# (my first) Fattie



## ClayH (Oct 14, 2017)

Thanks to you ladies and gentlemen, I learned what a fattie and ABT were yesterday. So naturally I had to go home and give it a go. This one was pretty basic, but there will surely be more to come. Big thanks to everyone before me for providing inspiration and how-to.
I went with Al's 1.25 lb meat in a gallon ziplock method and it worked well.

1 lb. 88/12 ground beef
1/4 lb. spicy pork sausage
sauteed mushrooms and onions in butter
thin sliced bacon
8 slices of thick colby jack cheese
Smoked over hickory chunks




















Luckily I also tried my first ABTs last night, because this delicious beast wasn't done until 8:30.


----------



## gmc2003 (Oct 14, 2017)

Sounds like your hooked, Nice looking fatty. Let your imagination run wild on your next one.

Chris


----------



## dirtsailor2003 (Oct 15, 2017)

Nice looking fatty!


----------



## SmokinAl (Oct 15, 2017)

Your fattie looks delicious!
I like the combo!
Al


----------



## griz400 (Oct 15, 2017)

Points to you on that good lookin fattie /............


----------



## boykjo (Oct 15, 2017)

Boykjo


----------



## ClayH (Oct 15, 2017)

Thanks, guys. Another will likely be cooked mid-week.


----------



## uncle eddie (Oct 15, 2017)

Nice job!  I love the fatty stuffing lava-flow oozing out in your pic haha.
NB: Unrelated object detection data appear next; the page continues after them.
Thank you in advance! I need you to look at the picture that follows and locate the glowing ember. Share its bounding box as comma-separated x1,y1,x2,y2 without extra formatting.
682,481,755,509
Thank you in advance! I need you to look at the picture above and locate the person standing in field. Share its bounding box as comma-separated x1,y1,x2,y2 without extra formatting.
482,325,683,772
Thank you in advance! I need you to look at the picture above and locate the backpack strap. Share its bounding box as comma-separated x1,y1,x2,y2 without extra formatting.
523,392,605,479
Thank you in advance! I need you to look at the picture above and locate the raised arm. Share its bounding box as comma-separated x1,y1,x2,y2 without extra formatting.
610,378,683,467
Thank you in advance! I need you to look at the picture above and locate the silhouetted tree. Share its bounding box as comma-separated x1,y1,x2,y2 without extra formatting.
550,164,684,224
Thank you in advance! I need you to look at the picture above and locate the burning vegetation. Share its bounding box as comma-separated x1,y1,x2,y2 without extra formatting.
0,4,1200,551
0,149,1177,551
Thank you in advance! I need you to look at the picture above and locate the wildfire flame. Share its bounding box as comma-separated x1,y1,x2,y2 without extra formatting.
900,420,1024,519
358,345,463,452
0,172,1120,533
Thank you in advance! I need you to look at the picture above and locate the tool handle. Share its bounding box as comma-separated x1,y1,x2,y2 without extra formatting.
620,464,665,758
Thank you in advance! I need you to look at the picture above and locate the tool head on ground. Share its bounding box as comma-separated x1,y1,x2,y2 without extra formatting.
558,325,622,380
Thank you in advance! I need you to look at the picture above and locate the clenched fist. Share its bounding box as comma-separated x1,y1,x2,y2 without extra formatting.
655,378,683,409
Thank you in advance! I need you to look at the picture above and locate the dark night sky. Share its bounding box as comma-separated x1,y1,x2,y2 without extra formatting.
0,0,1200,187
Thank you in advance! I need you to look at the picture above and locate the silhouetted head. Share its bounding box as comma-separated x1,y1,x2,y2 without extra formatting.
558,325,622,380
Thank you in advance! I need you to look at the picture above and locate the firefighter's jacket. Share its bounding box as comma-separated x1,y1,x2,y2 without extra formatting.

Fatties are fun for sure.  Get creative and be sure to share your ideas!

Ed


----------



## GaryHibbert (Oct 15, 2017)

Good looking fattie.  I'm also one of those who love lots of cheese oozing out.
Gary


----------



## sauced (Oct 19, 2017)

Great looking fatty!! Nice job


----------



## ab canuck (Oct 19, 2017)

Good looking fattie..... Now you have the bug....enjoy...


----------



## crazymoon (Oct 20, 2017)

CH, Good looking fatty!


----------



## matt schrauben (Oct 20, 2017)

Dude.... I need to do this yesterday.


----------



## ClayH (Oct 20, 2017)

Matt, yes you do need to. It's a whole new level of delicious.
I definitely recommend keeping it as tidy as possible when rolling, and adding complex flavors before the smoke.


----------